John Lynch Chief Investment Strategist, LPL Financial
There are several market myths related to certain market indicators which have the tendency to distract investors from what really matters in assessing market opportunities. We believe the overall fundamental backdrop is currently quite positive thanks to solid economic growth and strong corporate earnings trends, while market sentiment and technicals continue to suggest future equity strength. This week we will bust some common market myths.
MYTH 1: THE YIELD CURVE
The yield curve has flattened throughout 2018, causing some to fear that a recession may be right around the corner. This makes sense, as the past nine recessions all saw a yield curve inversion right ahead of the economic contraction. The difference between 2- and 10-year Treasury yields broke below 0.50% recently, reaching 0.41% just last week—the flattest it has been since September 2007. Though significant, it is important to note that when looking back at the previous five recessions, once the yield curve hit 0.50%, it took a median of nearly a year before the curve inverted. Once it inverted, it took about 20 months until a recession started. All along the way, the S&P 500 Index posted a median return of 21.5% over those 32 months. In other words, there could be years left to this expansion before the yield curve truly becomes a worry. For more of our thoughts on why we believe the yield curve isn’t yet a major concern, be sure to read our latest Bond Market Perspectives, due out tomorrow.
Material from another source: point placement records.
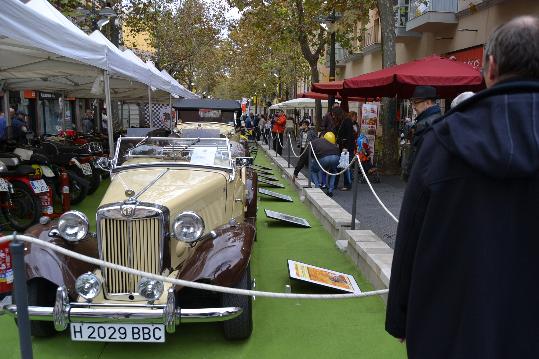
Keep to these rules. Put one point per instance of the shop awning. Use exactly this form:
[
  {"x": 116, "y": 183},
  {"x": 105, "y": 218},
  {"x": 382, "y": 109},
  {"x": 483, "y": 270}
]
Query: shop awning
[
  {"x": 449, "y": 78},
  {"x": 327, "y": 87},
  {"x": 321, "y": 96}
]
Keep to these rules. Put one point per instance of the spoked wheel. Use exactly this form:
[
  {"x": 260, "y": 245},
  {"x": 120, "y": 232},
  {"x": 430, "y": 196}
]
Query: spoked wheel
[
  {"x": 23, "y": 207},
  {"x": 242, "y": 326},
  {"x": 78, "y": 188}
]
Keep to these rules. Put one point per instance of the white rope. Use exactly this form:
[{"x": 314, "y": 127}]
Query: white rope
[
  {"x": 322, "y": 168},
  {"x": 292, "y": 147},
  {"x": 182, "y": 282},
  {"x": 373, "y": 192}
]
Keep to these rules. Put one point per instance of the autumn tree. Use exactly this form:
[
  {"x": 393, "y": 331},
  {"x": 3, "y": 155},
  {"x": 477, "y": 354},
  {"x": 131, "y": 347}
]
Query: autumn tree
[{"x": 186, "y": 36}]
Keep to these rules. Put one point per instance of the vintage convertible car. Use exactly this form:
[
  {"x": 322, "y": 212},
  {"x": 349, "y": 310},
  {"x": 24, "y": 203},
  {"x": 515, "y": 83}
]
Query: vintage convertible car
[{"x": 179, "y": 207}]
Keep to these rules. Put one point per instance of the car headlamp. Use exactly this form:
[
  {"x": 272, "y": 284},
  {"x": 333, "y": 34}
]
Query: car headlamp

MYTH 2: A MANUFACTURING PEAK
The Institute for Supply Management’s (ISM) Manufacturing Index hit a cycle high back in September 2017, but then made yet another new cycle high in February 2018. Many have posited that a peak in manufacturing suggests an impending recession, but the data does not back this up. Over the past five economic cycles, it has taken the United States 45 months on average to enter a recession following a peak in the ISM. Meanwhile, the average cumulative S&P 500 price return during those periods (using end of month returns) was 56.7% [Figure 2]. Note that this average includes periods of very strong returns in the mid- to late-1980s and 1990s, and one period of negative returns in the early 1980s, which is an indication that not every cycle is equal. With ISM manufacturing making a new high so recently, we think this means there is still plenty of time left in this economic cycle.
MYTH 3: RISING INTEREST RATES
With yields surging around the globe, breaking out to multi-year highs in several cases, many think that higher rates are a bad thing. The data suggest quite the opposite. We have found that stocks and bond yields historically have been positively correlated until the 10-year yield gets up around 5%, at which point the correlations break down. In other words, it is perfectly normal for yields to rise along with stocks. Taking this a step further, Figure 3 shows that out of the most recent 23 periods of higher rates (based on the 10-year Treasury yield), stocks have gained ground 19 of those times. Recent periods have produced even better performance, as stocks have risen during each of the last 11 periods of rising rates (since 1996). Stocks have done well since interest rates began to move higher in September 2017. History suggests that higher rates may actually be a good thing, and should the 10-year Treasury yield break above the psychologically important 3% level, the equity bull market may garner further support.